En la segunda parte del texto se desarrolla, como la propia vida del sujeto poético, un despliegue de secuencias que nos hablan del amor, la amistad, el arte, la muerte, la ausencia, el anhelo, la belleza, y todas sus aristas, dando lugar a poemas tan extraordinarios como «Mudanza», «Pausa de luz» o «Síndrome de Stendhal». Hago especial mención al poema «Flores de silencio», por retomar el valor de la palabra ligada, en esta ocasión, a la idea del silencio, indisociable de la búsqueda poética, donde el autor escribe: «El silencio es el poso que nos queda / cuando se aleja lo poco que importa». Decía Roberto Juarroz que «no se trata de hablar, ni tampoco de callar: se trata de abrir algo entre la palabra y el silencio», y así parecen darse estas palabras entrañadas. Poesía y silencio, esencia y encuentro, el hallazgo.
En la tercera sección, el texto va progresivamente alcanzando un tono más intimista y coloquial, aún menos retórico que en las secciones previas, para ofrecernos una especie de autobiografía detenida que facilita en la conciencia del lector la entrada a raudales de ese inventario vital que se acompasa con la luz del sentimiento. El lector ha podido sentirlo, el sujeto poético se nos confiesa explícitamente en el funambulista ejercicio de los recuerdos, erigido como prisma de preguntas, sentimientos, respuestas. No podemos dejar de mencionar, dentro de esta sección, como preludio a «Mundo oculto», ese magnético y silencioso epílogo a modo de epitafio, los poemas que lo preceden, «Pira funeraria» y «Estela». El primero, sobrecogedor como un cielo nublado, se presenta como un último rescoldo, una esencialización del fuego a través de referencias vitales que recogen los restos del naufragio, una elegía como un sueño de la vida abandonada a la muerte, trazando ya su último vestigio. En «Estela» se iluminan las huellas, el sol de las cenizas, la marca desnombrada sobre la piedra.

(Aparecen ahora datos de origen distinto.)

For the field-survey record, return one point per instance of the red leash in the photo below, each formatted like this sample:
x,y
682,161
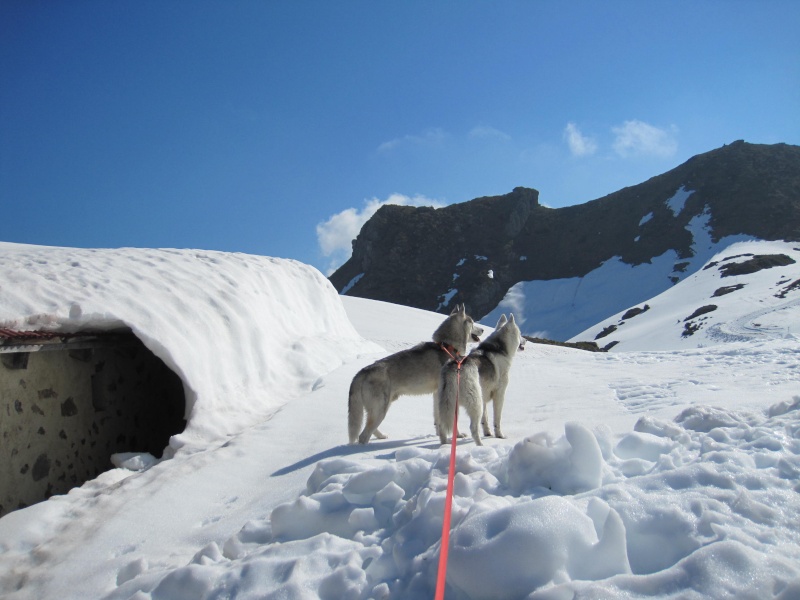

No me resisto a leer sus últimos versos: «Cantaréis en la orilla baladas de marinos borrachos, bailaréis en el agua amable del atardecer plateado y alguien dará un largo grito albanés que haga caer la noche sobre todos. Adiós, amigos, adiós, ya por el fuego voy siendo casi nada».
Creemos, al fin, que este libro desvela los orígenes de los anteriores escritos por nuestro autor, no a modo de justificación, sino de esclarecimiento. Teniendo en cuenta la profundidad en la evolución de su obra, creemos que es ésta una posición que solo se hace posible en una etapa de una honda maduración personal y literaria. El hecho como puerta hacia el concepto, hacia el caos impreciso del sueño en fusión con el recuerdo, hacia la pregunta y su anclaje vivencial, la memoria como ojo de cerradura hacia una comprensión de un paisaje que el sentimiento impone en la ventana de nuestra percepción de nosotros mismos y del mundo: «La memoria es todo lo que acontece entre nuestras vísceras y la piel».